Their fate is sealed.

They are all different, of course. Each one, unique. Though she can hardly remember them all now. She remembers the places first – and, curiously, the smell – and then the person and then their story. Sometimes.

The man with a scar. The married man – many of those – who is afraid of his wife. The man who doesn’t care about his wife. The man who has never fallen in love...until now. The soldier just about to go to war who suddenly has so much to lose.

The lost man, wandering the countryside in search of his life. The widower who feels no right to happiness and weeps.  The woman - oh yes there are women too -  the woman who is surprised that she feels this way but is inspired, overjoyed...at first.

The man who has several mistresses and treats each with contempt. The young man, ridding himself of his dominant mother. The poor man for whom she is the most precious gift. The rich man who feels he could risk everything for her.

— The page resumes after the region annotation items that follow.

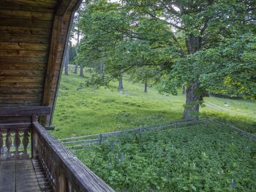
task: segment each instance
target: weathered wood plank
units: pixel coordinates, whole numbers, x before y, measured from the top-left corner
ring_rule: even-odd
[[[42,191],[31,160],[16,161],[16,191]]]
[[[0,57],[46,58],[48,52],[44,50],[0,50]]]
[[[42,94],[42,89],[37,88],[0,88],[0,93],[1,94],[6,94],[6,95],[37,94],[37,93]]]
[[[3,18],[0,15],[0,26],[17,26],[17,27],[31,27],[46,28],[52,27],[51,20],[20,19],[20,18]]]
[[[48,50],[49,45],[42,43],[0,42],[0,50]]]
[[[48,58],[29,57],[0,57],[1,64],[46,64]]]
[[[15,0],[15,1],[10,1],[10,0],[2,0],[2,4],[4,5],[5,9],[13,9],[13,7],[17,7],[17,9],[20,9],[23,7],[23,9],[28,10],[33,10],[32,8],[49,8],[54,9],[58,3],[56,0]],[[46,9],[45,9],[47,10]]]
[[[34,12],[12,9],[0,9],[1,18],[52,20],[53,14],[45,12]]]
[[[4,83],[0,83],[0,88],[15,88],[15,89],[33,89],[33,88],[43,88],[42,82],[5,82]]]
[[[0,77],[0,82],[37,82],[41,83],[43,77]]]
[[[0,123],[31,123],[31,117],[0,117]]]
[[[0,107],[0,117],[45,115],[50,113],[48,106]]]
[[[0,27],[1,28],[1,27]],[[20,43],[49,43],[50,37],[43,35],[1,34],[0,42]]]
[[[44,64],[1,64],[2,70],[38,70],[45,71],[46,66]]]
[[[31,123],[0,123],[0,129],[30,128]]]
[[[15,161],[0,161],[0,191],[15,192]]]
[[[64,176],[67,178],[67,180],[61,180],[61,186],[57,185],[57,189],[63,189],[61,187],[65,189],[64,185],[67,185],[67,182],[69,181],[74,188],[73,190],[78,192],[114,191],[104,181],[83,165],[80,161],[74,157],[71,152],[67,150],[58,140],[50,135],[45,128],[38,122],[33,122],[33,131],[37,135],[39,139],[38,142],[44,147],[41,149],[41,151],[38,151],[38,153],[40,153],[41,156],[43,155],[42,158],[47,158],[48,155],[44,151],[47,151],[49,154],[51,154],[50,159],[43,159],[45,162],[48,163],[48,166],[50,166],[53,161],[57,163],[58,169],[55,170],[54,173],[60,173],[58,174],[58,177]],[[56,166],[52,166],[50,170],[56,169]],[[50,174],[52,173],[50,172]],[[52,176],[56,177],[56,174]],[[56,177],[53,179],[56,180]],[[58,184],[59,185],[59,183]]]
[[[45,35],[49,36],[51,28],[34,28],[30,27],[18,27],[18,26],[1,26],[0,34],[29,34],[29,35]]]
[[[1,70],[0,77],[38,77],[45,76],[45,71],[39,70]]]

How many? She can’t remember. But it happens only once, sometimes twice a year. But each has their own time. Each story plays out to its inevitable conclusion. And now it has been what, three hundred years? So, four hundred stories? Perhaps.

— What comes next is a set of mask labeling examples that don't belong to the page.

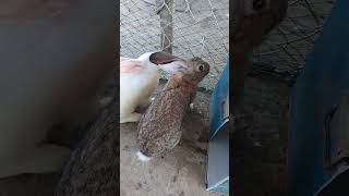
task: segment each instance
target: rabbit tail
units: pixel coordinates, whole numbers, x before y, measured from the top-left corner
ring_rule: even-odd
[[[137,151],[136,155],[137,155],[139,160],[142,162],[147,162],[152,159],[151,157],[145,156],[141,151]]]

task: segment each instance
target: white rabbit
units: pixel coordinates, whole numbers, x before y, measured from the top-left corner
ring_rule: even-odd
[[[140,121],[142,114],[135,109],[152,102],[151,96],[159,85],[159,69],[173,73],[181,66],[176,57],[168,56],[146,52],[137,59],[120,57],[120,123]]]
[[[120,123],[137,122],[142,114],[134,110],[149,103],[152,94],[159,85],[159,68],[149,61],[151,54],[120,59]]]
[[[68,160],[69,148],[45,139],[53,123],[84,121],[112,74],[113,8],[111,0],[0,1],[0,177],[55,172]]]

It started in a time before cars or telephones. On dirty streets and in desperate lives. Still, love sprang up like brambles, thorny and obscene, frail flowers to give hope of redemption. She falls in love and they always fall in love with her. Some for ever, it seems, some only for a few days, moments really. Some joyfully, many wretchedly. But always.

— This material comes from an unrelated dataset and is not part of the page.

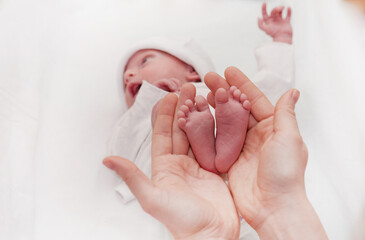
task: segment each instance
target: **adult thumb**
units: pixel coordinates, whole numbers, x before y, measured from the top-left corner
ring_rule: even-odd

During wars and riots, great masses taking to the streets in anger or celebration, falling in love was easy. In the tired trudge of life towards the grave, love was more unexpected but more compelling.

To begin with she had wondered about her purpose. She had no name for her existence. Not an angel, though many had used that exact word to describe her as they made love. She did not know how she had come into being, she felt only the drive to find them, these chosen people, to allow their eyes to meet and to fall.

She wondered for many years if she was sent. Perhaps each one was selected? But she knew no creator, no God. Now she knows that she is alone and she herself chooses. She simply looks. She has a sense. It only takes a moment. She holds their gaze. She makes them fall.

And then each story unfolds. Unfurls. Unwinds. Uncurls. Uncoils. Untwists and turns and writhes and slithers to its bitter end.

In all these long, long years she has been loved too deeply. She has been neglected. She has been ignored, abused, cast aside. She has had entire lives built around her. She has been one amongst many – all ill-used. But each step deeper in love takes her nearer the end.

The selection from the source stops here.